Keep your quads loose to avoid injury


Your quadriceps are the muscles that run down the front of your leg from your hip to your knee. They’re a critical part of nearly all athletic activity, and take particular abuse from cyclists and runners. Because they are used for such a variety of motions, a quad injury can be especially debilitating. Luckily, careful stretching and self massage can ease sore muscles and prevent you from overworking your quads.

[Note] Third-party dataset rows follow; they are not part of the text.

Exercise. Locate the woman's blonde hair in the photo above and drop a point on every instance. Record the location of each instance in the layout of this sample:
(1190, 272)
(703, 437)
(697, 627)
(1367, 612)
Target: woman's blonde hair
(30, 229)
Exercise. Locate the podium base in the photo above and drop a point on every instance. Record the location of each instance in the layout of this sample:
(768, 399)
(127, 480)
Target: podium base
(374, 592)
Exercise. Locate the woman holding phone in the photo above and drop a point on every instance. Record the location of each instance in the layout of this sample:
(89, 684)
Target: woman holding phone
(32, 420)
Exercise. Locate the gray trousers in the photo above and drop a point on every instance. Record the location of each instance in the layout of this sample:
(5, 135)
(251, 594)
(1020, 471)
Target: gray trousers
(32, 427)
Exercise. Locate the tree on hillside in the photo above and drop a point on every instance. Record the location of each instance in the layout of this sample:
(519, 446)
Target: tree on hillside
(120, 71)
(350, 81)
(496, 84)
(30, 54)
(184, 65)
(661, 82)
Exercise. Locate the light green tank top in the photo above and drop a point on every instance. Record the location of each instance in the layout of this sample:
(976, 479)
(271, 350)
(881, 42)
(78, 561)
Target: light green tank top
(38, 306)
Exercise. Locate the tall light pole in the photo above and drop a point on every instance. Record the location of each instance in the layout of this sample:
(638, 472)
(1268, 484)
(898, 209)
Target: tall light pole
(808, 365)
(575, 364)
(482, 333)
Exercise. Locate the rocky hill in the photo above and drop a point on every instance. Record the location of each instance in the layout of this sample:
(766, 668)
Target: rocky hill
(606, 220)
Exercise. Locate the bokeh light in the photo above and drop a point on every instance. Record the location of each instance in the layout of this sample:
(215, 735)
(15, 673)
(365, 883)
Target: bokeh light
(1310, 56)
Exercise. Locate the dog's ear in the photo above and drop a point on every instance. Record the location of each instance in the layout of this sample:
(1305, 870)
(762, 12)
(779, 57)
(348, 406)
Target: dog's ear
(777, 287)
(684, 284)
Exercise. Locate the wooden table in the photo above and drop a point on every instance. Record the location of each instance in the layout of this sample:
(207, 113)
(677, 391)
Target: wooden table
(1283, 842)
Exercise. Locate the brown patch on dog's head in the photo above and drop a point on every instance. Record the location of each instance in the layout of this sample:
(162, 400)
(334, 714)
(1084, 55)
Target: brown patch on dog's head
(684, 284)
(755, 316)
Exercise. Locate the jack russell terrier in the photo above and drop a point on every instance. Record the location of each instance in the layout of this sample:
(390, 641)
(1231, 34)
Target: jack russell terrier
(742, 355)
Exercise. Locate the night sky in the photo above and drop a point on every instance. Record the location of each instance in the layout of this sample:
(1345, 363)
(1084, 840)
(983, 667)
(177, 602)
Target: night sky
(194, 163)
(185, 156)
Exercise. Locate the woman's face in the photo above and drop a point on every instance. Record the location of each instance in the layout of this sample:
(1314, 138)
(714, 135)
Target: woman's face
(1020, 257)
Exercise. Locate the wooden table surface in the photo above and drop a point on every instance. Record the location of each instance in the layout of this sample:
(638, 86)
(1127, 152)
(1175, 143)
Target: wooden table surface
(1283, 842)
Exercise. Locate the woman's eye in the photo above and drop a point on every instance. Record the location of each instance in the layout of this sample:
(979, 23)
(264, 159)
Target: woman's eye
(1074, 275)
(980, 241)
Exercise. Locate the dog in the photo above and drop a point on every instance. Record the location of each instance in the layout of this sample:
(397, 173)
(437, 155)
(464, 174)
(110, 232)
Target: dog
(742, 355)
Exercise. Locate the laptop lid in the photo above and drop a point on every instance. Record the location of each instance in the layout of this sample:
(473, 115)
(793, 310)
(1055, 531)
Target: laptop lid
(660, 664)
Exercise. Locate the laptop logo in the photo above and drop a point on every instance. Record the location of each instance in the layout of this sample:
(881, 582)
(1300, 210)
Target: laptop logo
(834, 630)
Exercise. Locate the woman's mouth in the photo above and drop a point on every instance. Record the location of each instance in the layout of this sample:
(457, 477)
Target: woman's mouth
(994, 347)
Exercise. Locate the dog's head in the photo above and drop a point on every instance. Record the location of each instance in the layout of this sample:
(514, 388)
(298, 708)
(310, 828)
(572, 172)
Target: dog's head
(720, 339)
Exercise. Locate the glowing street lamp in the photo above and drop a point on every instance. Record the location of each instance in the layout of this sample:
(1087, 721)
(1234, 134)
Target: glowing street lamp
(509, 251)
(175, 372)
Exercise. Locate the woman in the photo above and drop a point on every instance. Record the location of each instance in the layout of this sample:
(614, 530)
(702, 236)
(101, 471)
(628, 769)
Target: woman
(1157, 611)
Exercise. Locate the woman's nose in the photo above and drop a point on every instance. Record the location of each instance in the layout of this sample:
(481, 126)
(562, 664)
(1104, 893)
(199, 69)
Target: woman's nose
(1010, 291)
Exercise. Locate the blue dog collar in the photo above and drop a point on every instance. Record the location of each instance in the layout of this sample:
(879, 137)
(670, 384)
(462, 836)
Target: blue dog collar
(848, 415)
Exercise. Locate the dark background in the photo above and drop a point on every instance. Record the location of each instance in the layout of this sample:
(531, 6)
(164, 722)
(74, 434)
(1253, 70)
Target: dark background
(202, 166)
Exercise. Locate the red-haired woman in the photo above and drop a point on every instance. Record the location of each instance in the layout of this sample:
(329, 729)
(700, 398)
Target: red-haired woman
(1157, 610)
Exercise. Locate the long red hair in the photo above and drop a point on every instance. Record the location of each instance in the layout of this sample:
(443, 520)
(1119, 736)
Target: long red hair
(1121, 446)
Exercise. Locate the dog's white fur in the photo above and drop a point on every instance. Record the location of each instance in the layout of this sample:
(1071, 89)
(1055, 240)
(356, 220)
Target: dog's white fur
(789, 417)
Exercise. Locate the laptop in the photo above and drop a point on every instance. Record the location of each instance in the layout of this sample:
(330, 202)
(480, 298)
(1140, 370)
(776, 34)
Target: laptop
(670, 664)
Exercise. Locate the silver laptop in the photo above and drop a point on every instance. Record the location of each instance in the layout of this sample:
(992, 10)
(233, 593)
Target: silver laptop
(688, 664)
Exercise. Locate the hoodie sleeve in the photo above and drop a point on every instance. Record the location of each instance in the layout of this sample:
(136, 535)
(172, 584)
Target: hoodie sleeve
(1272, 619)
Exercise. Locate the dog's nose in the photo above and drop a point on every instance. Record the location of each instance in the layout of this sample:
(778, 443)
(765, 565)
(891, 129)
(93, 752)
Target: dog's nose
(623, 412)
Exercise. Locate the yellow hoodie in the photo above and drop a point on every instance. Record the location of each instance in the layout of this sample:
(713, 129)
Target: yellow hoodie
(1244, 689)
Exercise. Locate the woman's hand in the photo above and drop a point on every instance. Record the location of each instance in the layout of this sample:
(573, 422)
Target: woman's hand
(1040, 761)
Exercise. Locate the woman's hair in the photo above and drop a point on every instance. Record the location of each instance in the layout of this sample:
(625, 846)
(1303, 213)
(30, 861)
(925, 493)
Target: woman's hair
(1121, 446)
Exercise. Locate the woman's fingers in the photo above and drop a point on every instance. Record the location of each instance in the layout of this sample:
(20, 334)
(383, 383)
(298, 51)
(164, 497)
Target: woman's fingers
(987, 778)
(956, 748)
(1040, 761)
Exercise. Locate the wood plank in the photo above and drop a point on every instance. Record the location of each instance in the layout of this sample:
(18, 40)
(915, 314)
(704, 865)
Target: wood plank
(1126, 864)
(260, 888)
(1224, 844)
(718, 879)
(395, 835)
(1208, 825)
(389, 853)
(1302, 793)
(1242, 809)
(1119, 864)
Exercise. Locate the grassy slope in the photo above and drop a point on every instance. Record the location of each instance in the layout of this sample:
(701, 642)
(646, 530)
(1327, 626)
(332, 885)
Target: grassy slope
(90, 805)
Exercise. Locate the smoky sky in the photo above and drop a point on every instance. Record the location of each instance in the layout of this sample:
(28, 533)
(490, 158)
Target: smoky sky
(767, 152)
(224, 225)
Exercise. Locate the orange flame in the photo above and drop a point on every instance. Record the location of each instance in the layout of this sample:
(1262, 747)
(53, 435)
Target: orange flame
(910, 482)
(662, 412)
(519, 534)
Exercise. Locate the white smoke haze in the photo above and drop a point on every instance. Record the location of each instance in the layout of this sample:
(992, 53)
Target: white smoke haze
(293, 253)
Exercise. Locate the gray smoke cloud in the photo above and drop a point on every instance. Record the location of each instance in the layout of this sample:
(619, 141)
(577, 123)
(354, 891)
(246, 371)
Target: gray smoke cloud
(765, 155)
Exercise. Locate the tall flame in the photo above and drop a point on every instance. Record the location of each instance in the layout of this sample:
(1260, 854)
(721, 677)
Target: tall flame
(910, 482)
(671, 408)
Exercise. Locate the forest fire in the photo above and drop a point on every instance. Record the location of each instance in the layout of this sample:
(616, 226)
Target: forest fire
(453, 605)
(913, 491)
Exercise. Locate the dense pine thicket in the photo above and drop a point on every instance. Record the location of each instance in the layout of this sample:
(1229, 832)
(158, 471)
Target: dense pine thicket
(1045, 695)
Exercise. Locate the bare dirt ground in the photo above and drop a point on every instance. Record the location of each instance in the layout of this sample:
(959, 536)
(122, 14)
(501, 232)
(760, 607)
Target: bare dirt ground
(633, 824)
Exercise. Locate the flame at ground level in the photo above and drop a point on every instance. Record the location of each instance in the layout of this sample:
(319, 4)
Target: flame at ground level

Develop a stretching routine

Many people’s quads are overly tight because they spend their days sitting behind a desk at work. As a first step toward loose quads, you’ll want to work out the tension. Because you’re potentially undoing years of sitting, this will be a long-term effort. Before you stretch, engage in 10 minutes of light physical activity. This will warm up the muscles and make the stretches safer and more effective. Most quad stretches involve bending your leg at the knee and pulling your foot toward your back. Some people attempt a deeper stretch by bracing their shin against the floor and then lying flat on their back. This should be avoided. Because the floor is so unforgiving, it is easy to overstretch the muscle in this position, which can damage your muscle and lead to injury.

Regularly self-massage your quads

Massage can increase blood flow and aid flexibility. When massaging your quads, don’t skimp on the time. In a best case scenario, set aside a certain portion of each day after your workout. It may be helpful to consider the massage as an actual part of the workout itself, rather than as an additional element to be tacked on. By consistently incorporating effective massage into your routine, you will prevent injuries and be able to work out more frequently. When completing the massage itself, vary the motions used between gliding and tapping to ensure that you fully work the muscle.

Know your surroundings

You’ll want to pay attention to your environment when working out, as external factors can affect your quad flexibility. Cold environments will decrease flexibility and increase the likelihood of pain or injury. Certain sports are also harder on the quads. Obviously, anything that involves the legs is a risk, but sports that require sudden bursts of movement or jumping present a greater danger. It’s also important to listen to your body. Fatigue can be a sign of overly strained muscles, and if you experience any pain in your quads, you should decrease your exercise intensity.

Recognize a problem

Many muscle injuries become worse because athletes continue to push their bodies after they have already been damaged. If the fronts of your quads feel tender and you are experiencing weakness in your legs, take some time off from strenuous activity and increase massage frequency. While the quads can tear in extreme cases, the majority of injuries will present subtler symptoms. You can only avoid more serious issues by being aware of your body and giving it an opportunity to recover.